Game designers don’t just create a world; they create who you will be in that world. They tell you what abilities to use and what goals to take on. In other words, games work in the medium of agency.
The essence of a game then is the construction of a world and rules and goals and challenges for us to manipulate with our agency.
But if that is so, the scope of the worlds that designers can create has expanded and continues to blossom since the advent of the computer and video games. Computers gave birth to a new type of game, and as computational resources have evolved, so too have those games. And now (to some degree) in today’s high-tech world, the environments and the challenges and the agencies we can take up are limited only by our imaginations.
And that’s where SIE’s Future Technology Group (FTG) comes in. We specialize in imagination.

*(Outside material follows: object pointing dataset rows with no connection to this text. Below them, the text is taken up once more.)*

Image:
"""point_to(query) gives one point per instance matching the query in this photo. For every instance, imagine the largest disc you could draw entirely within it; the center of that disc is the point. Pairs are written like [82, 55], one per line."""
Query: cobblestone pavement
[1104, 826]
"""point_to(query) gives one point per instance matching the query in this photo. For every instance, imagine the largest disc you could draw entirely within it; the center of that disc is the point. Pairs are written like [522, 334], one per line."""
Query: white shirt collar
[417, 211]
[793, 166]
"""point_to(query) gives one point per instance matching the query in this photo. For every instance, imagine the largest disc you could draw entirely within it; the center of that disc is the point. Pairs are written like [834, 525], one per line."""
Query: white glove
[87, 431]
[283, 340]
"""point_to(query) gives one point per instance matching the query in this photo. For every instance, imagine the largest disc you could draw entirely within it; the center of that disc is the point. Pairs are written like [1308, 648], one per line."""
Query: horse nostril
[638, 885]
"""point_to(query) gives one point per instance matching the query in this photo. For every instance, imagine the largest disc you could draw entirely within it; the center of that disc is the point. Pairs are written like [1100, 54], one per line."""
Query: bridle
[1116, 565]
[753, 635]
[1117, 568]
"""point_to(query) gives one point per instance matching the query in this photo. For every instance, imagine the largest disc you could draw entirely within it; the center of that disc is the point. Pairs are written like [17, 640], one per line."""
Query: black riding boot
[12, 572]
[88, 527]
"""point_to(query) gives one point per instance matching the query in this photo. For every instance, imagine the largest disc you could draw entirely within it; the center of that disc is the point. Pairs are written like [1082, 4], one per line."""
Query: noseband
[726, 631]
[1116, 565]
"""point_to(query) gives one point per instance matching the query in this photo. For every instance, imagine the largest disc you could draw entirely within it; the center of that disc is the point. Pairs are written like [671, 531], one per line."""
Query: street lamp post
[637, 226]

FTG looks to a 7- to 10-year horizon for what the future of gaming will be, what it could be. Our job is really twofold. We first want to harness the technology of today to expand the scope of gaming and play. But more than that, we look to imagine what environments and agencies would be “interesting, fun and beautiful” (can we add “cool?”) in order to identify the technological challenges that must be overcome to bring them about.
Alas, clever trailblazers though we may be, we are not likely to produce technological revolutions in these profound areas all by ourselves. Ergo, FTG engages in academic collaborations with the premiere scientists and thinkers of today to guide and pursue the research endeavors that lead to tomorrow’s great games.
So, what are the basic themes of that research?
Well, first, understand that concretely speaking, agency is simply what you can do in the world of the game. In chess, you castle your king or move your knight. In Tetrus you rotate or slide a bunch of falling, square-composed 2D shapes before they clog up your inbox. In Horizon, you, as Aloy, engage in a quest to uncover your past while not getting vaporized by the Stalkers.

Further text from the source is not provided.